Mais quelles sont les conditions de l’énonciation de l’œuvre ? En amont de l’œuvre d’art, l’esthétique du génie ou du sublime nous a montré le créateur mêlé à la nature. De même dans la peinture des icônes, la présence réelle du divin rayonne à travers la représentation, et ce n’est pas devant le métier du peintre que le fidèle se prosterne. Dans le cadre freudien, l’artiste ne peut pas davantage dire entièrement je, son énonciation le dépasse, elle explore ou manifeste en deçà des formes qu’il trace la décharge de couches plus profondes (pulsions, inconscient, fantasme ou scenario refoulé…), qui échappent nécessairement à son vouloir-dire. De même encore les Surréalistes miseront sur l’automatisme, en associant la création au rêve, au hasard objectif ou à l’objet trouvé. Avec les œuvres achiropoiètes (non faites de main d’homme, ou du moins sans élaboration artistique particulière) de nos avant-gardes, et nommément avec les Suaires et les Anthropométries d’Yves Klein, l’artiste se retient d’intervenir, comme l’auteur nécessairement anonyme du faux saint Suaire de Turin.

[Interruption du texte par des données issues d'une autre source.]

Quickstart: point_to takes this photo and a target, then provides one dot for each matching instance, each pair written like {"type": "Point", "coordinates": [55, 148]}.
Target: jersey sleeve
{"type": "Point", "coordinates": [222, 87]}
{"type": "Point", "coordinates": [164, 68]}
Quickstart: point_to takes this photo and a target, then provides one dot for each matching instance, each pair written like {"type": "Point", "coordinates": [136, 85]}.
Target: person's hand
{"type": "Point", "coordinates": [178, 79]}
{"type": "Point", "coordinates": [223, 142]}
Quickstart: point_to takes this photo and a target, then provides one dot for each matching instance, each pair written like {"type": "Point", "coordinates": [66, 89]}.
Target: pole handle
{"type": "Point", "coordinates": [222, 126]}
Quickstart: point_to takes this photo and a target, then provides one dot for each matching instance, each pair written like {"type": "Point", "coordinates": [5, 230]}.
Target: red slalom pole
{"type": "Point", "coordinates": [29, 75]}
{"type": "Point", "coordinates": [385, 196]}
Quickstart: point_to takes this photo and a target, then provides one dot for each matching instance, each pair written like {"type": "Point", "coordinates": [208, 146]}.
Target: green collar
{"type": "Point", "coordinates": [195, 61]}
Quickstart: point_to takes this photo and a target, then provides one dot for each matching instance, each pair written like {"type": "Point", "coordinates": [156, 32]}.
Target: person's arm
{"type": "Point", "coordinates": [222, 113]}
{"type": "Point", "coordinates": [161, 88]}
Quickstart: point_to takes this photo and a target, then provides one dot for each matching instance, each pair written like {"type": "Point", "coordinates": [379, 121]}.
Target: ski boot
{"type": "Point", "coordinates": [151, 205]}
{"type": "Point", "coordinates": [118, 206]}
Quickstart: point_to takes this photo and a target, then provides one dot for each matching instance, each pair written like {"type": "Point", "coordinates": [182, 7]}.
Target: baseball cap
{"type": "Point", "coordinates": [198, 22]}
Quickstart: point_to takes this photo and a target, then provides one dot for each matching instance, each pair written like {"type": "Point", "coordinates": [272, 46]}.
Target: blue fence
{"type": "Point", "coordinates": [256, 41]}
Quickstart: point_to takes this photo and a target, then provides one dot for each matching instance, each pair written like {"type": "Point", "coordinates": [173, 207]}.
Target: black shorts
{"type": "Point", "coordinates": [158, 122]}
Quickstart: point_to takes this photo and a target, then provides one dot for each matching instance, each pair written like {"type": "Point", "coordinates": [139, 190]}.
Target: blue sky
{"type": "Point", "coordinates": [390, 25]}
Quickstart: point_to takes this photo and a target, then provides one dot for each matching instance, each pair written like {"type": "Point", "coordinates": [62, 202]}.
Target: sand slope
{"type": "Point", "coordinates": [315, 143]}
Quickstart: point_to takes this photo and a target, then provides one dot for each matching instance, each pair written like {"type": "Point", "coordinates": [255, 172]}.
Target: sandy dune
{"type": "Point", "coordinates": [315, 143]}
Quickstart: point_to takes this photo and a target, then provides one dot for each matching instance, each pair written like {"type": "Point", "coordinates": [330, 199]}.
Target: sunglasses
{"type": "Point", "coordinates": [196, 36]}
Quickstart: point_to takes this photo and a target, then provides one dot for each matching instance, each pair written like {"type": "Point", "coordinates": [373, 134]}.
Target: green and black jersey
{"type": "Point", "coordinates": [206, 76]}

C’est ainsi qu’une bonne part de l’art moderne, depuis Rimbaud, exalte la non-ingérence et mise toute l’efficace de l’effet produit sur l’Autre (derrière lequel Je s’efface, et se dissout). L’artiste se veut supra-conducteur de forces qui le dépassent, mais dont son œuvre est l’empreinte, l’indice ou la relique ; relevé d’un « travail » anonyme du Rêve, du Monde, du Collectif ou du Système… Toute création de fait relève d’un pluriel incalculable et proprement irréductible. Mais nous savons aujourd’hui que cette Entrée des médiums (selon le titre d’André Breton) précédait de peu celle des médias, et le rabattement de l’art sur la communication.
En aval, en effet, la réception s’organise. Spinoza déjà l’avait rappelé un peu sèchement à Hugo Boxel (lettre 54), « La beauté, Monsieur, n’est pas tant une qualité de l’objet considéré qu’un effet se produisant en celui qui la considère ». Et il est bien vrai que tout objet recèle une dimension esthétique, il suffit de le regarder longtemps – assez longtemps pour le dépouiller de sa valeur d’usage, et laisser remonter sa valeur d’exposition. L’effet-art, dans une large mesure, repose sur un ralentissement de la vision. Inversement, le regard pressé des touristes charterisés ou les queues dans les grandes expositions annulent une bonne part du « message » des œuvres. Oui, ce sont les regardeurs qui font le tableau, ou la qualité du regard qu’on pose sur lui.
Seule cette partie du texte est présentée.